Le projet d’usine Cyclamen à Millau reste suspendu à la décision du tribunal administratif. Entre recours des opposants et prudence du maire, l’avenir industriel du site dépend désormais du verdict judiciaire.
Alors que le collectif d’opposants a déposé un recours contre l’autorisation préfectorale accordée au projet d’implantation de l’usine Cyclamen à Millau, le maire Christophe Saint-Pierre réaffirme sa position : il attendra la décision du tribunal administratif de Toulouse avant de se prononcer définitivement. Une posture inchangée depuis le dépôt du recours en janvier 2025, mais qui suscite toujours des interrogations sur l’avancée du dossier.
Un recours sur le fond, une procédure en suspens
Le recours, porté par le collectif d’opposants et des riverains, repose sur cinq arguments principaux : des interrogations sur le respect de la santé publique, les règles de sécurité incendie, l’impact environnemental, la compatibilité avec le voisinage, et enfin, la recevabilité même de la procédure administrative.
Les opposants attendent de la préfète de l’Aveyron qu’elle modifie l’arrêté d’autorisation et demandent au tribunal de l’obliger à retirer son accord, voire à déclarer le dossier irrecevable.
Pour le maire, cette procédure contentieuse, bien que non suspensive, introduit une incertitude juridique qui pèse sur le projet. « Le dossier peut continuer à avancer dans l’attente du jugement, mais je ne vois pas comment il pourrait aboutir sans la décision du tribunal », a-t-il expliqué. Une position qui contraste avec la volonté du collectif de bloquer immédiatement le projet.
Un tempo imposé par la justice
Mais Christophe Saint-Pierre insiste : « Aujourd’hui, le tempo, c’est le tribunal administratif qui le donne. » La durée de l’instruction reste indéterminée – « ça peut être un an, un an et demi, ou deux ans » – et le maire refuse de préjuger de l’issue. « Ma position n’a pas changé d’un iota depuis le début », martèle-t-il.
Favorable à l’installation d’une entreprise innovante, créatrice d’emplois exogènes pour le territoire, le nouvel homme fort de la cité du gant pose toutefois sa condition : l’absence de doutes sur la nature du projet, au nom du principe de précaution.
« Si le juge administratif estime que l’installation est conforme aux critères de sécurité et d’environnement, alors on avancera. Mais en l’état, on attend sa décision », précise-t-il.
Un recours au tribunal
Après avoir rencontré toutes les parties prenantes du dossier – à l’exception du PDG de l’entreprise, Arnaud Chaulet, avec qui un créneau n’a pas encore pu être trouvé – le maire persiste et signe. « Mes déclarations ont toujours été claires : si le projet répond aux exigences, je le soutiendrai. Mais tant que le doute subsiste, je reste prudent. »

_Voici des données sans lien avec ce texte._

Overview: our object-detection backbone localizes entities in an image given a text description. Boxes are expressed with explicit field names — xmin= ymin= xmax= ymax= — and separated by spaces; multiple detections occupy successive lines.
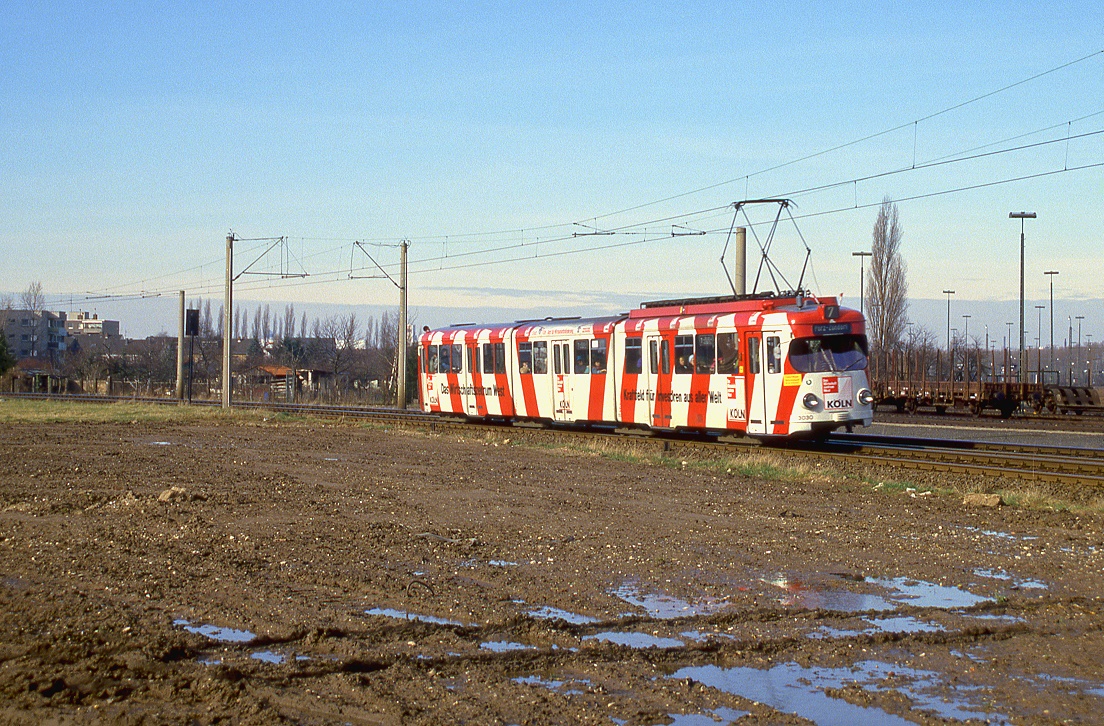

Au cœur du débat : la légitimité de l’autorisation préfectorale et les conclusions des services de l’État qui font désormais l’objet du recours.
« La préfète a signé sur la base des informations qui lui ont été transmises. Si le tribunal estime qu’elles étaient incomplètes ou erronées, c’est à elle de revenir sur sa décision », explique le maire.
« Aujourd’hui, le dossier n’avance pas »
La préfecture, de son côté, se défend en invoquant le respect strict de la procédure d’enregistrement ICPE (Installations Classées pour la Protection de l’Environnement). Mais le collectif demande que le projet soit requalifié en procédure d’autorisation, plus contraignante, avec des études d’impact renforcées.
Et après ? Christophe Saint-Pierre persiste et signe : « Je ne me prononcerai pas avant la décision du tribunal. » Si le recours était rejeté, l’usine Cyclamen pourrait-elle s’installer sans son aval ?
« Aujourd’hui, le dossier n’avance pas », répond-il, évoquant une attente active. Une chose est sûre : à Millau, le temps du projet n’est décidément pas celui du politique, juge-t-on en coulisse. Entre enjeux économiques et craintes environnementales, l’installation de Cyclamen à Millau reste un sujet clivant, dont l’issue semble désormais dépendre des juges toulousains.